L'Amérique a célébré cette année le bicentenaire de l'expédition Lewis et Clark, qui relia d'est en ouest les États-Unis à travers des terres que les Blancs n'avaient jamais foulées, changeant ainsi la face du pays. Le président Thomas Jefferson avait délégué en 1804 ces deux capitaines et leurs hommes non seulement pour explorer le territoire mais également pour prendre des notes sur les mode de vie des autochtones, la faune, la flore, la géographie, etc. Jamais expédition ne fut plus documentée. Aux États-Unis, elle est devenue culte. Les journaux (condensés) de Lewis et Clark, passionnants, sont d'ailleurs publiés en deux tomes chez Phoebus.

Plusieurs de leurs admirateurs refont en pèlerinage la trajectoire de Lewis et Clark... dans des conditions moins précaires que les leurs.

C'est le cas de la Française Françoise Perriot, auteur de plusieurs ouvrages sur les Indiens d'Amérique, qui vient de publier Sur les routes de l'Ouest, bel ouvrage largement illustré. Après avoir suivi la piste des découvreurs avec son fils, une amie amérindienne et un chien labrador, elle entremêle son propre journal de voyage à des passages de ceux de Lewis et Clark, compare, commente. À l'instar de plusieurs de ses compatriotes, elle ne saisit pas vraiment que les nombreux Frenchmen de l'expédition étaient des Québécois, ou métis d'Indiens et de Québécois, plutôt que des Français de la Louisiane. Mais elle fait une large place à la femme indienne, Sacajawea (épouse du Québécois Toussaint Charbonneau), qui les accompagna sans se plaindre, accoucha à bord, traversa les montagnes, guida les voyageurs à travers les contrées de son enfance.

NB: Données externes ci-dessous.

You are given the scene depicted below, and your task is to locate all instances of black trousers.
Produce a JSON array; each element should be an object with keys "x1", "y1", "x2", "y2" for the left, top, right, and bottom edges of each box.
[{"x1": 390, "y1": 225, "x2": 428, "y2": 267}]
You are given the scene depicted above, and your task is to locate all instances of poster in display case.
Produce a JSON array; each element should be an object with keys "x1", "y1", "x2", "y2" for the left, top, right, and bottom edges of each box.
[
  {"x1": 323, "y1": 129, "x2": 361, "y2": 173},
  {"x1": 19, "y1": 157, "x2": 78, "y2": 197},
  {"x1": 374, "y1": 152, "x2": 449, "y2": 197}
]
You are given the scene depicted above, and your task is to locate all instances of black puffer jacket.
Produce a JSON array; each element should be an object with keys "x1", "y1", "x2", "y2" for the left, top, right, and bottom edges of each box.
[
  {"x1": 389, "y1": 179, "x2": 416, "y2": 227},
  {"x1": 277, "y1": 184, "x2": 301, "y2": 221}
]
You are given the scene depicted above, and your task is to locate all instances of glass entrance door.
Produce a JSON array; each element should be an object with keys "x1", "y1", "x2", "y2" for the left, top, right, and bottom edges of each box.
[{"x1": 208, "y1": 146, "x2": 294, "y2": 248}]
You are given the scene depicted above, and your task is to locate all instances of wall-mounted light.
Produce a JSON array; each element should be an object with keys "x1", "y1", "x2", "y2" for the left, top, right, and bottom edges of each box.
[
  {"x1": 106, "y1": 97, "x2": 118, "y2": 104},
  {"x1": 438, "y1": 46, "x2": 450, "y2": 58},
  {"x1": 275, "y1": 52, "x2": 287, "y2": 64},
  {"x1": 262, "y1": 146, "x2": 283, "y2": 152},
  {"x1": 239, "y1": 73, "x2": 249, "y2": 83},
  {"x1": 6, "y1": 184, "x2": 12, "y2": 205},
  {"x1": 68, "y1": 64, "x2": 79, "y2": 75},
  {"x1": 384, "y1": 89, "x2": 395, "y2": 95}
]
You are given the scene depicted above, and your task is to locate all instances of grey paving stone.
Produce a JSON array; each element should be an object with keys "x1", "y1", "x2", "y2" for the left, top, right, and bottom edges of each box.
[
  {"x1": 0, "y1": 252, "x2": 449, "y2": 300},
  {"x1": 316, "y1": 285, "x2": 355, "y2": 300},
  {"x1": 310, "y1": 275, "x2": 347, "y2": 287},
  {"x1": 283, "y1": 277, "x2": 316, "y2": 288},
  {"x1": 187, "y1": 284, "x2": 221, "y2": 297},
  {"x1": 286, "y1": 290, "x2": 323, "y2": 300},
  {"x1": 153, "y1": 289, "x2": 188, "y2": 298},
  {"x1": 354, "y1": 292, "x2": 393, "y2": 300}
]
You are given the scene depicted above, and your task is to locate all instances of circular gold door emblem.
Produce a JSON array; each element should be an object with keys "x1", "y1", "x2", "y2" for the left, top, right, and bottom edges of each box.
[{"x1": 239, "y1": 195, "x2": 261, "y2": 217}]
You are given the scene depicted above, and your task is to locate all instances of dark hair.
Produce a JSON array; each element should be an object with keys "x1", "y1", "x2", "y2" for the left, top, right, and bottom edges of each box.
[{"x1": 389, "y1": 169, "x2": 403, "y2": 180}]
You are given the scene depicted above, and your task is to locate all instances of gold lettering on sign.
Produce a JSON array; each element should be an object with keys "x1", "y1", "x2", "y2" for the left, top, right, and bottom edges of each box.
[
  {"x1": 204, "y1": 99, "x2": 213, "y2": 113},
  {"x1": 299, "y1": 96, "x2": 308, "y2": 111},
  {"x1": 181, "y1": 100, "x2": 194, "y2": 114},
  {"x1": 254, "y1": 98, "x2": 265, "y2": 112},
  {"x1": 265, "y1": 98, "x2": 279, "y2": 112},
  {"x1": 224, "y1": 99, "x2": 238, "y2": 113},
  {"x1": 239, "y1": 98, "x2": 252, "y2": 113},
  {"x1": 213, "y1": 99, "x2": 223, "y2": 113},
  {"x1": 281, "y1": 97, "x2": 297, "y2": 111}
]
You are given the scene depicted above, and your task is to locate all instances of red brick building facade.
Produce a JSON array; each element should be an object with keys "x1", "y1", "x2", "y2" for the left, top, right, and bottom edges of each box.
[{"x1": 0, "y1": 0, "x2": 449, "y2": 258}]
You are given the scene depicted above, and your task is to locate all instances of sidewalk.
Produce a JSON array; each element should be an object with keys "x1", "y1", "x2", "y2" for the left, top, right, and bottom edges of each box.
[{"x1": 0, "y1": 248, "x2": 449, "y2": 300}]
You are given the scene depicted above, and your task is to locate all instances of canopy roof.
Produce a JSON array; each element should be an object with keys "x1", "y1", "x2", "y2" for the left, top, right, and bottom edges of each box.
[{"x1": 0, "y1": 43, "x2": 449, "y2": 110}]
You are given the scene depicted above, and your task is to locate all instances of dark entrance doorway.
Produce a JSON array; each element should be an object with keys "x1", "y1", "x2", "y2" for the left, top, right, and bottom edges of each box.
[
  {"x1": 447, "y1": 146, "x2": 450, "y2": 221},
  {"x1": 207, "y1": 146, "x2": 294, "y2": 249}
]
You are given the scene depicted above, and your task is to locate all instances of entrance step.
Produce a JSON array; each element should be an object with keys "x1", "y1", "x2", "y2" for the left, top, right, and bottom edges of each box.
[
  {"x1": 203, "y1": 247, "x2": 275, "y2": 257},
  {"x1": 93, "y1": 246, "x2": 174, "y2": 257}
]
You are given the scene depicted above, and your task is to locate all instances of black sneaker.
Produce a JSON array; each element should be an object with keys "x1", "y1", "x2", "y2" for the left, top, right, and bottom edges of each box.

Parfois, les réflexions de Françoise Perriot paraissent un brin naïves: «Enfiler des vêtements de vent, chausser des bottes de sept lieues et partir. Franchir, le temps d'un mauvais film et de deux repas congelés, l'intervalle d'un océan et de la moitié d'un continent, pour enfin toucher l'essentiel: devenir voyageur. S'éveiller.»

Mais l'ouvrage, très beau, regorge de photos récentes et anciennes, de dessins, de plans. Et il constitue une excellente initiation au périple de Lewis et Clark, qui s'est déroulé entre 1804 et 1806 au milieu des dangers les plus fous: tribus parfois inamicales (avec raison), grizzlis, famine, moustiques, portages. Les mésaventures les plus inouïes furent le lot de ces intrépides, et ce livre en ressuscite l'esprit avec un enthousiasme candide et contagieux.